An unusual program is making an equally unusual offer for west coast adults ages 18 to 35. Sea School Northwest, a program designed to train adults for entry-level maritime jobs in eight weeks at sea, has a large number of scholarships to grant in 2018 and is asking people to apply for a free training.
“We are looking for young adults who are ready to jump in, and start something totally new in their life,” said program Assistant Director, Caitlin Stanton. “Joining Sea School Northwest means you will leave home, join the crew of a ship, and become a mariner. If you complete the program, you’ll get a foot in the door to an amazing, high-wage, growing job market. We have scholarships for people who are ready to make the leap.”
Not sure what life at sea would be like? The jobs are as varied as the types of vessels on the water. The Sea School Northwest website mentions tug boats, scientific research vessels, small passenger vessels, cruise ships, and even an option for homebodies – shipyards that don’t require regular travel and have set hours.

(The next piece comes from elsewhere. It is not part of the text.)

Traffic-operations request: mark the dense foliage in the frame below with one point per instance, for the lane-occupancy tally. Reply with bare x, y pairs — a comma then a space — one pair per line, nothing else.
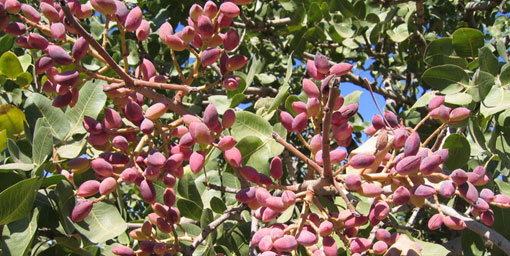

If you’re ready to run away to sea, more information and application paperwork can be found at www.seaschoolnw.org.
“The common thread that I see uniting these jobs is that it’s hands-on work that you can be proud of, a good wage and benefits so you can live a good life, and a lot of opportunity for promotion. These are not dead end jobs – the industry is wide open and growing,” shared Program Director, Hali Boyd.
Scholarships cover everything from program tuition, to travel to and from the boat, and even provide a kit with work clothes and all needed tools.
Diverse applicants are encouraged to apply. While the minimum criteria for a full scholarship is being 18 to 35 and making less than double the federal poverty level wage, the Sea School Northwest website states, “We believe that equity and diversity are essential to a thriving, modern maritime workforce. In order to fulfill our mission to change the face of the maritime industry, we must take into account our society’s inequalities, including those based on race, class, gender, sexuality, ability, and geography. Through the direct support of women, people of color, LGBTQ people, registered tribal members and the coastal residents of the waters that we impact, we will continue to break barriers and create opportunities that challenge the status quo.”
For those who want to learn more, the program has a series of vessel Open Houses, and Panel Discussions between working mariners listed on its website events page. Especially sought are people from the many communities served by tall ships Lady Washington and Hawaiian Chieftain, which includes port communities in Washington, Oregon, and California.